Parallelization in Oscar

The functionality in the experimental package Parallel provides tools to do simple things in parallel in Oscar. The main obstruction to using regular functions like pmap and friends is that most of the Oscar datatypes have parents which need to be coherent throughout the worker pool and the main process. In order to achieve this, some more information on "type parameters" needs to be send up front when communicating with other processes; see the documentation of the Oscar serialization for details.

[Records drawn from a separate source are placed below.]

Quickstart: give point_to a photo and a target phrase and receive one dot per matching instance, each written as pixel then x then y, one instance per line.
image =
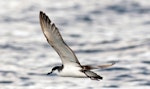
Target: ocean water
pixel 99 32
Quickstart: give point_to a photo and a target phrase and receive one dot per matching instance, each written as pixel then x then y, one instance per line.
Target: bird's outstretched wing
pixel 55 39
pixel 90 67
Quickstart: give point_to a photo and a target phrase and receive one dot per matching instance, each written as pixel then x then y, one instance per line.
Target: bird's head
pixel 59 68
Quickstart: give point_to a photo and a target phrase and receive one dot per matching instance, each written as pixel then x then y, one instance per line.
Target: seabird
pixel 70 67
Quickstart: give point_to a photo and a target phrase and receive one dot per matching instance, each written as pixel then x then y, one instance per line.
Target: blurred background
pixel 99 31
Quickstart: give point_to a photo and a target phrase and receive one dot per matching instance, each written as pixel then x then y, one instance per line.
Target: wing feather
pixel 55 39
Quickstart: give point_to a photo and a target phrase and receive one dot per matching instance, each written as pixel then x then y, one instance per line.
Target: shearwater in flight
pixel 70 67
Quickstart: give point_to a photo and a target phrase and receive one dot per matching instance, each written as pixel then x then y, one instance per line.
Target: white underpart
pixel 72 71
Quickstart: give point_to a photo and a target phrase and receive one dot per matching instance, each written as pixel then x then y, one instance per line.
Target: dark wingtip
pixel 49 73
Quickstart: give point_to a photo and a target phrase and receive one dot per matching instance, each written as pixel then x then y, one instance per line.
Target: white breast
pixel 72 71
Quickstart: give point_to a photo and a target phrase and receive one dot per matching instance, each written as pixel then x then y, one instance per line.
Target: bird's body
pixel 72 71
pixel 71 67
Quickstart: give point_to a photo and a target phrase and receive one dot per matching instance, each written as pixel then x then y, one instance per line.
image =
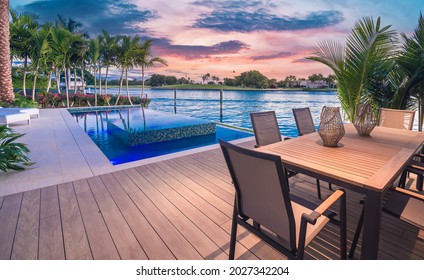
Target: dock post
pixel 221 94
pixel 175 100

Below we document specialized structs and methods which we overload so as to hopefully have a seamless integration of Oscar data types into pmap and other functions. Note that this is non-exhaustive work in progress and the user always remains responsible for serializing any type of object that they want to pass to workers!

OscarWorkerPool, pmap, and friends

OscarWorkerPoolType
 OscarWorkerPool

An OscarWorkerPool is used to handle a pool of separate worker processes running Oscar. The messaging between processes in an OscarWorkerPool uses the Oscar serialization which is needed to implement parallel methods. The julia Distributed functions remotecall, remotecall_fetch and pmap will work with an OscarWorkerPool which is a subtype of AbstractWorkerPool.

source
oscar_worker_poolFunction
 oscar_worker_pool(n::Int)
 oscar_worker_pool(f::Function, n::Int)

Create an OscarWorkerPool with n separate processes running Oscar. There is also the option to use an OscarWorkerPool within a context, such that closing down the processes happens automatically.

Example

The following code will start up 3 processes with Oscar, run a parallel computation over each element in an array and then shutdown the processes.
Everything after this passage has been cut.